Maxim Khitrov wrote:
On Sat, Mar 14, 2009 at 12:50 PM, MRAB <goo...@mrabarnett.plus.com> wrote:
Maxim Khitrov wrote:
Very simple question on the preferred coding style. I frequently write
classes that have some data members initialized to immutable values.
For example:
class Test(object):
def __init__(self):
self.some_value = 0
self.another_value = None
Similar effect can be achieved by defining some_value and
another_value for the entire class, like so:
class Test(object):
some_value = 0
another_value = None
The advantage of doing this is that the assignments are evaluated once
and thus the creation of that class is a bit faster.

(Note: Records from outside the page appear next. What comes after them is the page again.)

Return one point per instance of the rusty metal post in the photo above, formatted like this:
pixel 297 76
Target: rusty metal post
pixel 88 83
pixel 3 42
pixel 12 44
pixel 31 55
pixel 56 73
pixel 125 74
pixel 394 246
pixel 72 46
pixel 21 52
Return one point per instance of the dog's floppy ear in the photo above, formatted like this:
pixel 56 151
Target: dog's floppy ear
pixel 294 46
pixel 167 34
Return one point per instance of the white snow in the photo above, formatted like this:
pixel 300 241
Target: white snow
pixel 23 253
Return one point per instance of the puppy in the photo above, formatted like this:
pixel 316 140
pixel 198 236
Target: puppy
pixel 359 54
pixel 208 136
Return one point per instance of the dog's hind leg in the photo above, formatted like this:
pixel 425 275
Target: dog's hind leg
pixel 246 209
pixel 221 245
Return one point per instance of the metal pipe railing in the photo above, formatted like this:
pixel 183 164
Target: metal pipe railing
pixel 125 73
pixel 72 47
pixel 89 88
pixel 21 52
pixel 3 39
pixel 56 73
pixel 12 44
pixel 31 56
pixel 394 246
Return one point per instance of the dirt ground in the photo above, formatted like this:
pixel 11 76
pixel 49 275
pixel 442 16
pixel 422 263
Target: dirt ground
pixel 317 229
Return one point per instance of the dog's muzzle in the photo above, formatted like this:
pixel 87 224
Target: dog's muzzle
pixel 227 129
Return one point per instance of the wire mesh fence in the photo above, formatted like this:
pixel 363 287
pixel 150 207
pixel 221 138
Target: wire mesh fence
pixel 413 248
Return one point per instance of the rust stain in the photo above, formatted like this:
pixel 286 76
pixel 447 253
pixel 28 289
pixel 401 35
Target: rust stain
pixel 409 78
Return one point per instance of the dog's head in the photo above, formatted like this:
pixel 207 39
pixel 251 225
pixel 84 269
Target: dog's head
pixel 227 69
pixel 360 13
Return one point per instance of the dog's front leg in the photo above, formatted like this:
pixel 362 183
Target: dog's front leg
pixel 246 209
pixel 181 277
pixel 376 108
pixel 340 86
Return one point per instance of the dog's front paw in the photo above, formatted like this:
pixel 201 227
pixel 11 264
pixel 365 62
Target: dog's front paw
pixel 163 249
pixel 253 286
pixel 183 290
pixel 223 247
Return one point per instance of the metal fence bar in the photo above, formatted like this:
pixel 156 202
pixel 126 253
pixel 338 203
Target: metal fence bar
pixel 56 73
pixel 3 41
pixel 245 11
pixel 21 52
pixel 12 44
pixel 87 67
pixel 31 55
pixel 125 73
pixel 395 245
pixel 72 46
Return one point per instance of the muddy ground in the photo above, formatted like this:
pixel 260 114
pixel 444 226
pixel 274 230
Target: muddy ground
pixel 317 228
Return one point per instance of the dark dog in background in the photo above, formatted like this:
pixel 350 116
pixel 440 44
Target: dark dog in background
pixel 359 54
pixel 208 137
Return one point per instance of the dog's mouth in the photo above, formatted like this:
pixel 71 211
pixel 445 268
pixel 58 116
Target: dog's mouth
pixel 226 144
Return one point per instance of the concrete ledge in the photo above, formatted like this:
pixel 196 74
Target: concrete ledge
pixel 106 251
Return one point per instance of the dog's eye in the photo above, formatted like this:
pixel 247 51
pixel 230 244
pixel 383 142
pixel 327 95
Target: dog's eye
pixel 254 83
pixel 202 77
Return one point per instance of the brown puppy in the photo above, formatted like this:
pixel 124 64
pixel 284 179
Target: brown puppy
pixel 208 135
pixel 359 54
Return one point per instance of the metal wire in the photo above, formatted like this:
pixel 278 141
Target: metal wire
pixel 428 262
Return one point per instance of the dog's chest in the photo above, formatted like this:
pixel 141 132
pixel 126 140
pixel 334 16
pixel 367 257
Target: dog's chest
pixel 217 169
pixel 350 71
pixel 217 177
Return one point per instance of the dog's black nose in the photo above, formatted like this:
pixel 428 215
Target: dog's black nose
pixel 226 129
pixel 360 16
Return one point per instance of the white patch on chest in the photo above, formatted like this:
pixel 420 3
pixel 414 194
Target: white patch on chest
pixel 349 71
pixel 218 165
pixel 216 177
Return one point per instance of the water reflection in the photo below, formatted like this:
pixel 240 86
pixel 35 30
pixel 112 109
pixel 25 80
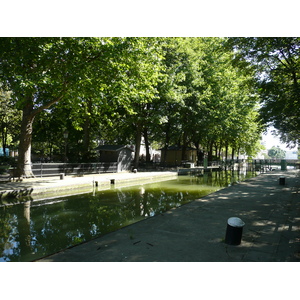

Access is still
performed through self.some_value and self.another_value. Is there a
reason to prefer the first style over the second?
In the first case each instance has its own attributes, whereas in the
second case the attributes belong to the class and are thus shared by
all the instances. Which you use depends on whether you want them shared
or not.
When the types are immutable, there is no difference. The second case
is faster and consumes less memory (initially), but nothing else
changes. I'm simply asking if it is considered poor style to define
data members for the class when they are only used by instances.
If they are class constants (the same for all instances, I would define
them as such. If duplicated for all instances in __init__, I would
expect there to be methods that replace them. I particular, I would
expect that .some_value would possibly get a value other than 0.